The Games, then, provided the necessary excuse because the Scottish government saw better motorway connections across the city as strategically important for Scottish businesses, which is not the same thing as local ‘regeneration’. Work began in 2008, months after the city was awarded the Games in preference to Abuja, Nigeria. Smashing these roads through poor post-­industrial local communities has, of course, been far from popular, and makes knitting together new communities more difficult. There has also been a small investment in public transport, specifically the £11m refurbishment of nearby Dalmarnock railway station by Atkins and new cycleways out east from the city centre, but nothing to compare with London’s huge rail infrastructure splurge in time for 2012. 

A great facility in an alarming shell: the Emirates Arena and Sir Chris Hoy Velodrome share a single megastructure by 3D Reid.
A great facility in an alarming shell: the Emirates Arena and Sir Chris Hoy Velodrome share a single megastructure by 3D Reid.
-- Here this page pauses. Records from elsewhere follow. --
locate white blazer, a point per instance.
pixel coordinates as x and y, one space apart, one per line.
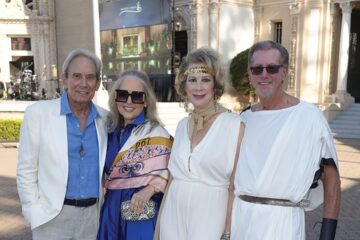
42 170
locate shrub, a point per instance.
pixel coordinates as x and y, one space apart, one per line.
239 76
10 129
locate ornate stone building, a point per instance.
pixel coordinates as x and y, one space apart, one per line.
27 38
321 36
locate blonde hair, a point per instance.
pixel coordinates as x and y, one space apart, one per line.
115 118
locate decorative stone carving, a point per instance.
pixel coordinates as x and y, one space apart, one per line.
15 9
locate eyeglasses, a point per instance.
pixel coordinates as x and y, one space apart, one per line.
271 69
136 97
Credit: 3D Reid

Smashing these roads through poor post-­industrial local communities has, of course, been far from popular, and makes knitting together new communities more difficult

The legacy of the Games will focus on the distinctly horrible £113m Emirates Arena, right opposite Celtic Park football ground across the London Road, but weirdly turning its back on it. This huge lumpen silver-grey thing – far from the finest work of its architect 3D Reid – sits in a sea of car parking and is effectively at least three buildings in one: the Sir Chris Hoy Velodrome, the main sports arena and associated sport halls, and a lot of office space for various Glaswegian and Scottish sports organisations. There’s also a gym and spa. The device of an oversailing roof grid to tie them together visually is a dismal failure. But the facilities inside are first-rate and the legacy started well before the Games themselves, with the building in use for the Glasgow public for the year before.

Other sports facilities are mostly a matter of refurbishment and adaptation of existing buildings, such as the Tolcross International Swimming Centre. By common consent, the most successful architectural legacy of the Games will be RMJM’s Athletes Village, a place where you would actually want to live, in a low-rise, low-energy landscaped setting leading down to the Clyde. This is a clever reworking of what are essentially standard house types – very different from the huge precast apartment blocks of London 2012 with their varying surface treatments. 

Of the 700 homes at ‘The Village’ built by the City Legacy consortium, 400 are for rental through three housing associations and 300 are for private sale.  Southerners (and many Scots) can only dream of four-bedroom town houses starting at £175,000 as they do here. With their district heating system, Homezone layout and SUDS-based landscape strategy, these homes have a chance of becoming the kind of real resilient community that the roaring new roads discourage elsewhere in Glasgow’s East End.